Here are four more Chinese inventions which all have huge followings:
- Football – Despite playing the game Cùjū (蹴鞠) during the Warring States period and other dynasties – even Sima Qian wrote about it! – the country’s conspicuous lack of football achievements set against a backdrop of Olympic success frustrates many Chinese.
- Paper Money – Before its widespread use during the Song era as a replacement for heavy rolls of coins, wealthy merchants in the Tang pioneered paper currency as deposit receipts, making commercial exchanges much easier. Fast forward one thousand years et voilà, we’ve nearly mastered paperless transactions for most transactions.
- Bristle Toothbrush – Although several ancient civilizations devised a chew stick, the Chinese were the first to the table with a pre-modern toothbrush using pig bristles. They also popularized a dental amalgam using tin, mercury and silver during the Ming Dynasty.
- Toilet Paper – British scientist Joseph Needham dates this modern convenience back to the 6th Century and Chinese scholar/artist Yan Zhitui. Before the advent of toilet paper, which many still consider ineffective, people used to wipe with all kinds of stuff including grass, sand, stones, sticks, seashells, corncobs, broken pottery, even the neck of a goose.

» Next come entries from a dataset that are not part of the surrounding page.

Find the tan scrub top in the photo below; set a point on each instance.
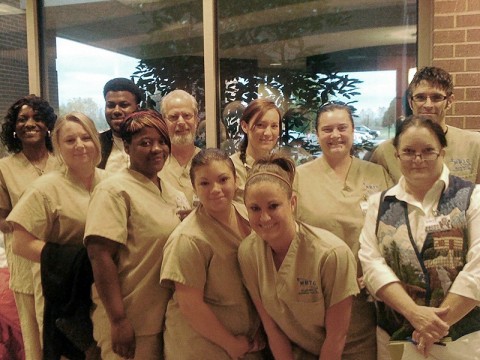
(318, 271)
(16, 174)
(241, 170)
(54, 207)
(202, 253)
(179, 176)
(129, 209)
(462, 155)
(326, 202)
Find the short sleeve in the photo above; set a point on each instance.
(107, 215)
(185, 261)
(34, 213)
(249, 270)
(338, 272)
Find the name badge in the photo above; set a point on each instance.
(438, 223)
(364, 206)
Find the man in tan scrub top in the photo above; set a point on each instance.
(122, 97)
(180, 111)
(430, 94)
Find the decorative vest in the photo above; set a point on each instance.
(427, 273)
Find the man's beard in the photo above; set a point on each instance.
(181, 140)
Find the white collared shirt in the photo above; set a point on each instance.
(375, 269)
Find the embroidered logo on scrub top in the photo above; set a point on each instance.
(461, 165)
(307, 286)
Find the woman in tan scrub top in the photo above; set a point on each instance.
(261, 123)
(210, 315)
(300, 278)
(131, 215)
(26, 134)
(332, 193)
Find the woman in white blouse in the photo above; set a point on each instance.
(420, 249)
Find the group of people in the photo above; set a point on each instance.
(195, 254)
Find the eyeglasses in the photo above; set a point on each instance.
(422, 98)
(175, 117)
(427, 155)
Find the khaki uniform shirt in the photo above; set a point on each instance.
(16, 174)
(241, 170)
(326, 202)
(202, 253)
(54, 209)
(179, 176)
(129, 209)
(118, 158)
(318, 271)
(462, 155)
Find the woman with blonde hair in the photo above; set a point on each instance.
(332, 193)
(53, 209)
(126, 246)
(301, 279)
(261, 124)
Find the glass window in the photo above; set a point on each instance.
(301, 54)
(158, 44)
(13, 54)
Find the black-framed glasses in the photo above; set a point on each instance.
(422, 98)
(424, 155)
(175, 117)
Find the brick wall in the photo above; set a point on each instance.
(456, 48)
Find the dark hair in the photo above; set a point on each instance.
(255, 110)
(205, 157)
(419, 122)
(332, 106)
(123, 84)
(138, 120)
(262, 170)
(43, 111)
(435, 76)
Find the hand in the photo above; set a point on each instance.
(182, 214)
(423, 345)
(259, 342)
(361, 282)
(123, 339)
(237, 349)
(5, 226)
(428, 324)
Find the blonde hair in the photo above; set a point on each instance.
(86, 123)
(277, 169)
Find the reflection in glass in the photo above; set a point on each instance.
(303, 53)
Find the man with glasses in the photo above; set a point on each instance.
(122, 97)
(430, 95)
(180, 111)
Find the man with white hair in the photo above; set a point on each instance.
(180, 111)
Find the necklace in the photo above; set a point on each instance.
(40, 166)
(345, 186)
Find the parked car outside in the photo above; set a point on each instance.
(364, 129)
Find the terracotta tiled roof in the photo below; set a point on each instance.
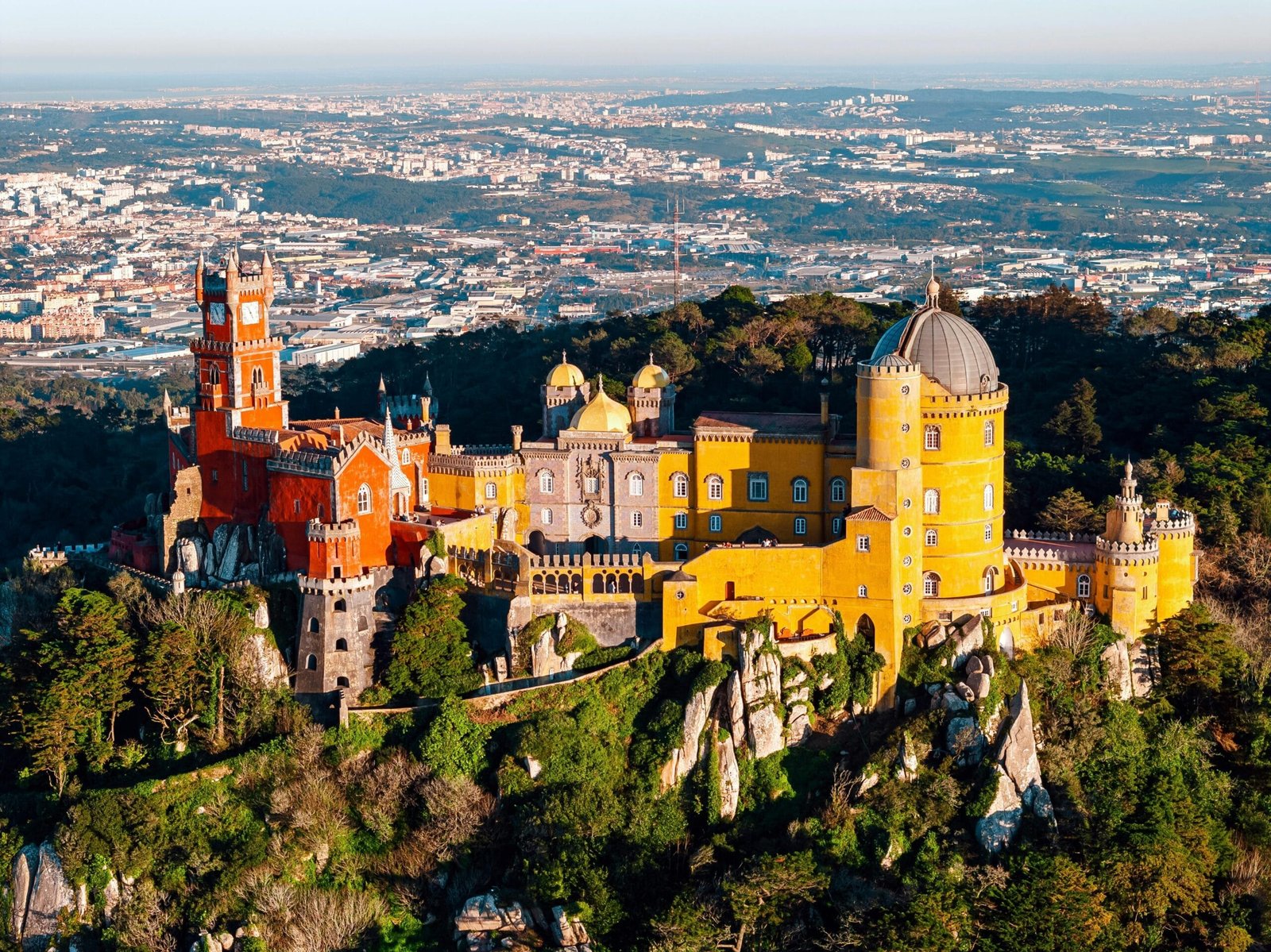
(760, 422)
(868, 514)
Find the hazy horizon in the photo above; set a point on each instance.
(150, 46)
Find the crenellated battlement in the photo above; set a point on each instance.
(319, 531)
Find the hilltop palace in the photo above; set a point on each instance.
(616, 516)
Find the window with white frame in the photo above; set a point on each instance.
(798, 490)
(838, 490)
(756, 487)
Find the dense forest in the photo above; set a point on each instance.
(191, 793)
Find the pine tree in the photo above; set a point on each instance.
(1068, 511)
(1074, 423)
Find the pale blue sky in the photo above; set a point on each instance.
(224, 36)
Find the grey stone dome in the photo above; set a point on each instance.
(947, 349)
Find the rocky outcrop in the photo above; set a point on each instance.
(686, 757)
(486, 924)
(569, 933)
(798, 706)
(486, 914)
(40, 894)
(730, 778)
(762, 693)
(1116, 661)
(1018, 776)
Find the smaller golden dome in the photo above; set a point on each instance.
(651, 376)
(603, 414)
(565, 374)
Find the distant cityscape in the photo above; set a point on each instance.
(559, 206)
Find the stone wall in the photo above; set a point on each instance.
(610, 623)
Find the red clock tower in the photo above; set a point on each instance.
(239, 408)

“Paper on which there are quotations or commentaries from the Five Classics or the names of sages, I dare not use for toilet purposes.”
– Yan Zhitui
A New Dawn Of Innovation?
Good thing nobody believed US Patent Office Commissioner, Charles H. Duell, in 1899 when he proclaimed, “Everything that can be invented has been invented.”
Innovative ideas continue to cross porous borders providing life-enhancing consumer products and services. China will no doubt be the origin of many of them in the future.